Did you know the recommended serving for ice cream is half a cup? Dreyer’s Loaded Cookie Dough ice cream has 130 calories and 4.5 grams of fat in half a cup. Not too bad, right? Now, do you know what half a cup looks like? It’s about the size of a tennis ball. Raise your hand if when you scoop yourself ice cream from the carton that it’s about the size of a tennis ball? Is your hand down? Mine is (this is exactly why I like pre-portioned ice cream)! This is a great example of why you should measure food. While most of us understand how many calories are in a portion, few of us know what a portion really looks like.

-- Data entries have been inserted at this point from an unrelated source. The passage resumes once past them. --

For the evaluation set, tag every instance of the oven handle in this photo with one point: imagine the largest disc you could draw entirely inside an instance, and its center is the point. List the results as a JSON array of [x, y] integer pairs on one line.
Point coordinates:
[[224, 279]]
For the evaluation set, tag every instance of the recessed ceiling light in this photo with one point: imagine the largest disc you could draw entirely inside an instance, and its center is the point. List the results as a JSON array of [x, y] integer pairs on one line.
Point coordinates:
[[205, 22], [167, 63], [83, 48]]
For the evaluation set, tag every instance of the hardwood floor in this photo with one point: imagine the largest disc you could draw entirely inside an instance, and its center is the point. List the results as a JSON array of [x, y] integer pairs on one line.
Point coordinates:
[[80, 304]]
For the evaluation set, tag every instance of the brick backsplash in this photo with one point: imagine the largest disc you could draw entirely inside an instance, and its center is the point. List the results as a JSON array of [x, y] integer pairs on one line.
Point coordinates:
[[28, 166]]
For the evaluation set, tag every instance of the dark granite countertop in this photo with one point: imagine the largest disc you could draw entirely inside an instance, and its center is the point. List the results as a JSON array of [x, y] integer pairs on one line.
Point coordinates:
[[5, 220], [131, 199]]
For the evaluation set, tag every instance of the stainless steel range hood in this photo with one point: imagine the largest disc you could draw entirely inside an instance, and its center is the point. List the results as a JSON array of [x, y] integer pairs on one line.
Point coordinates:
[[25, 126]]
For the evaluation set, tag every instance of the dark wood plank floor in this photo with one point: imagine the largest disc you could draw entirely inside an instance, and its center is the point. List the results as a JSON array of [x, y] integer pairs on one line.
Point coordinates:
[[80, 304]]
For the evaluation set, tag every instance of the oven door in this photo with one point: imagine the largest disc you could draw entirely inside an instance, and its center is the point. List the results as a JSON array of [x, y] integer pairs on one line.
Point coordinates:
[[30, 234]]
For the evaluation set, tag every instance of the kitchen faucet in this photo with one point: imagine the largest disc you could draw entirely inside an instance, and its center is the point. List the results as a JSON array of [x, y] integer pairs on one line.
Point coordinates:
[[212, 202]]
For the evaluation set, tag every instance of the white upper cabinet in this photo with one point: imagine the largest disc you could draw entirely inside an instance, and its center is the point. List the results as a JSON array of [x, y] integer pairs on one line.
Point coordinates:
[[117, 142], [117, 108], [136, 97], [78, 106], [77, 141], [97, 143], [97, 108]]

I’m not suggesting that you become so uber-conscious about measuring that you don’t eat something unless you know that food’s nutrition facts and portions. That’s a little extreme! What I am suggesting is this, if you don’t feel that you have a basic handle on correct portion sizes and nutritional information about the food you eat, you really should invest some time in measuring out and learning about the foods you love. Once you have a better understanding of these concepts, you’ll be able to make informed choices, which will lead you to making healthier decisions. It’s much easier to eat Cheesecake Factory’s Four Cheese Pasta when you have no idea when you’ve eaten one cup of pasta, or what the entire entrĂ©e’s nutritional content is. It’s much harder to eat that same pasta when you realize it's probably 10x the recommended serving size for pasta (which is half a cup) and a whopping 1,240 calories!

So please, don’t be ashamed of becoming more aware through measuring because you’re the one who will benefit from this information. Knowledge is power my friends!